Both sides in the conflict between Israel and Palestine claim to be right. Hope and despair have competed for years, and I lament the failures.
For Israel . . .
I cry for Israel because she does not know what will bring her peace. Most of her citizens support the peace process. Yet the nation is split equally between those who support sharing the land and others who support Israel’s forceful land claims.
I cry for Israel because extremists in both groups don’t know how to talk to each other. Instead they sabotage the bridge-building efforts.
I cry for Israel because she has found no rest. Even now that she has her own place in the land of her forebears, rest seems to slip through her fingers. And I recall that Abraham didn’t do much better on his way to the Promised Land (Heb. 11:8-10).
I cry for Israel because she defines her identity more as the victim/survivor of antiSemitic sentiments past and present than in the positive expectations of the Creator to be a blessing among the nations.
I cry for Israel because she has become nervous about the presence of sincere Christians among her citizens. It’s no wonder she keeps the Christian world—not exactly a “buddy”—at arm’s length. But Israel can no longer act as if no major changes have taken place in Jewish/Christian dialogue since World War II.
I cry for Israel with the hope that she would open her heart and mind to other people and nations and so discover that she is loved and respected.
I cry for Israel because I want her to be a more joyful people. Even the lamenting Jeremiah writes that God’s mercies are new every morning (Lam. 3:22-24).
For Palestine . . .
A majority of Palestinian people want peace. How? Negotiations? Terrorist attacks? Gradually she is discovering that violence hurts her own people more than any other target.
I cry for Palestine because the doctrine of revenge holds her in a neverending cycle of personal and communal destruction.
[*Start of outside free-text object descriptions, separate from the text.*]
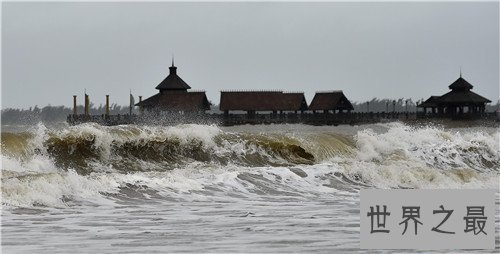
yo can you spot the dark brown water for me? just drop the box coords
[2,122,499,253]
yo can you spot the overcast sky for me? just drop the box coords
[2,2,499,109]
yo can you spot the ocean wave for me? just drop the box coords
[354,123,499,171]
[1,122,499,208]
[2,123,324,174]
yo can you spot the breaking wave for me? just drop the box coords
[1,122,499,208]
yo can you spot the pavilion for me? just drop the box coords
[219,91,308,116]
[417,74,491,118]
[136,60,211,113]
[308,91,354,113]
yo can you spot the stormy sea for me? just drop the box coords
[1,122,499,253]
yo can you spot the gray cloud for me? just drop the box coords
[2,2,498,109]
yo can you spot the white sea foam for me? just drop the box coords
[338,122,499,189]
[1,122,499,208]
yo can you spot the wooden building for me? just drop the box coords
[136,61,211,113]
[418,96,441,114]
[219,91,308,116]
[309,91,354,113]
[417,74,491,118]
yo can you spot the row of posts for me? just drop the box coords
[72,95,142,116]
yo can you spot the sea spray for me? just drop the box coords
[1,122,499,208]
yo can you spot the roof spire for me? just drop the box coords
[460,66,462,78]
[169,55,177,75]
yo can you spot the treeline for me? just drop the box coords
[352,98,418,113]
[2,98,499,125]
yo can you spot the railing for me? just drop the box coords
[218,112,417,126]
[67,113,222,126]
[416,112,497,120]
[68,111,498,126]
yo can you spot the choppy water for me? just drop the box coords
[1,122,499,253]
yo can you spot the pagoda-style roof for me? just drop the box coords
[441,75,491,104]
[219,91,308,111]
[155,63,191,91]
[417,75,491,107]
[417,96,441,108]
[308,91,354,111]
[136,91,210,111]
[439,90,491,104]
[448,76,473,91]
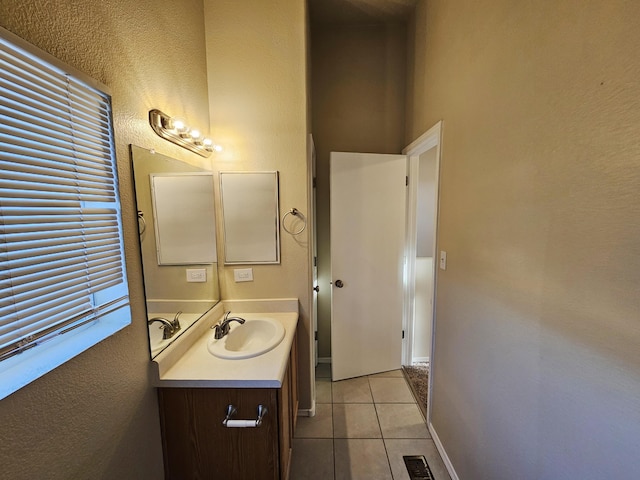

Revenge boomerangs.
I cry for Palestine because she will not find rest in the territory that will be demarcated as her place unless she can see her gain rather than her loss.
I cry for Palestine because most of the Christians among her—well educated and desiring a “normal” life—migrated to a more promising future elsewhere. A minority is trying to survive in a Muslim culture.
I cry for Palestine with the hope that she will be delivered from her anger and set free to live a life that reflects self-respect and dignity in an Islamic environment.
I cry for Palestine because God made rich promises also to the descendants of Ishmael (Gen. 17:20).